UHF-R® Still a Mainstay for Live Performance
LOS ANGELES, CA, February 17, 2009 — Opening the GRAMMY® Awards this year with "Get on Your Boots," a track from their forthcoming album, U2 set the tempo for live performances at this year's ceremonies with Bono stepping into the spotlight using a Shure UHF-R wireless microphone equipped with an SM58® capsule. UHF-R continued to cut a wide swath across the wireless frequency spectrum throughout the evening, with a combination of SM58 and KSM9 handheld transmitters chosen by a lengthy list of performing artists including Jennifer Hudson, Coldplay, Kid Rock, Carrie Underwood, John Mayer, B.B. King, Buddy Guy, Keith Urban, M.I.A., T.I., Kanye West, and Jay-Z.
With frequency coordination provided by Dave Bellamy of Burbank-based Soundtronics Wireless, the GRAMMY telecast braced itself for the operation of 50 RF channels within the cavernous Staples Center. Out of 28 wireless channels dedicated to the 23 musical acts that performed live, 12 were occupied by Shure.
"There are few shows I know of that have a capacity for this amount of RF usage going on at one time," noted GRAMMYs audio coordinator Michael Abbott, the point person in charge of all things sound-related this year. "Dave Bellamy and I talked about which mics we wanted to apply where on the show, and the thing about Shure is it's always my ace-in-the-hole. I know that because of the product design and engineering that I'm able to maximize more Shure mics out there than possibly any other."
Not to be overlooked or under-heard in this year's GRAMMY microphone milieu was Shure's venerable hardwired SM58, which found a place in front of Alison Krauss and Robert Plant (whose album Raising Sand won five awards before the night was out) and was the choice of Stevie Wonder. In addition, Sir Paul McCartney used a Beta 58 for his performance.

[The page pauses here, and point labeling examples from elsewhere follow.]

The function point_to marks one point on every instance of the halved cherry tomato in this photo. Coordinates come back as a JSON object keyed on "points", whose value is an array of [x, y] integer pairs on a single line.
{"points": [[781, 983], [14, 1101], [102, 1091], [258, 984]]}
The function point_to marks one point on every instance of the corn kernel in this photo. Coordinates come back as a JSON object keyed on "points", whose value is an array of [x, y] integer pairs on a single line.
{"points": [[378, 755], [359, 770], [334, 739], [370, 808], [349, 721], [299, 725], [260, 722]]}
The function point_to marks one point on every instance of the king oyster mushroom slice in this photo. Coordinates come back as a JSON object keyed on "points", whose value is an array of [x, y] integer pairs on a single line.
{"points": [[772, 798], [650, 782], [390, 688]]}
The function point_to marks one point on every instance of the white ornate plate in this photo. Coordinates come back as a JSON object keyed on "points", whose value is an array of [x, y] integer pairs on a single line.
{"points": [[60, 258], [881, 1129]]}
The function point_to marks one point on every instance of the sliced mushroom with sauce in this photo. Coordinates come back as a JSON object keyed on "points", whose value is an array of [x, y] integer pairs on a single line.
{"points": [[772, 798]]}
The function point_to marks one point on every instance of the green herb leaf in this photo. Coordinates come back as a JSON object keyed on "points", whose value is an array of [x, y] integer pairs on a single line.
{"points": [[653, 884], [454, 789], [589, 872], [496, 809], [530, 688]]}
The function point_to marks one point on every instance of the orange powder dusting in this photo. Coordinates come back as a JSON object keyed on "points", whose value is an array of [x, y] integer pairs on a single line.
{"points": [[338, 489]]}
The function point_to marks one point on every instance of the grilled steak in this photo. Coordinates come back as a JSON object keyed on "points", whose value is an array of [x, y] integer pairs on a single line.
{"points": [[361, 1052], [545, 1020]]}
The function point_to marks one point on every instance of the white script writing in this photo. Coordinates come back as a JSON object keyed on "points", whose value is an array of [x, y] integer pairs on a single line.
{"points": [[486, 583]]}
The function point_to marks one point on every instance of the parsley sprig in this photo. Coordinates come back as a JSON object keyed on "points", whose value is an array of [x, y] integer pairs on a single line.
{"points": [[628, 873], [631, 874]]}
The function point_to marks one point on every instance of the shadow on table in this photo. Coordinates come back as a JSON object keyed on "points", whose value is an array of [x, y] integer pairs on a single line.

"We probably averaged 30 to 40 inputs per act," FOH music mixer Ron Reaves said, providing an insider's glimpse into the stage content arriving at his console. "In each case, a majority of the mics were hardwired. Vocals were still dominated by RF microphones, but in my opinion, we're starting to see a trend emerge on these shows where there's a little more wire than in the past. Maybe we're trying to condition ourselves to changing conditions within the spectrum, but clearly anything at this event that didn't have to be mobile was stuck on a wire."
Reaves also noted, however, that “there were absolutely no RF failures that I was aware of. If there were any issues, from out front we didn't notice them. The performances went on without a problem. This job is just a joy. In spite of all the enormous logistics and grueling schedule, I had the pleasure of mixing for 23 of the hottest acts on the planet. This was a big moment for them, too. Nobody phones it in for the GRAMMYs."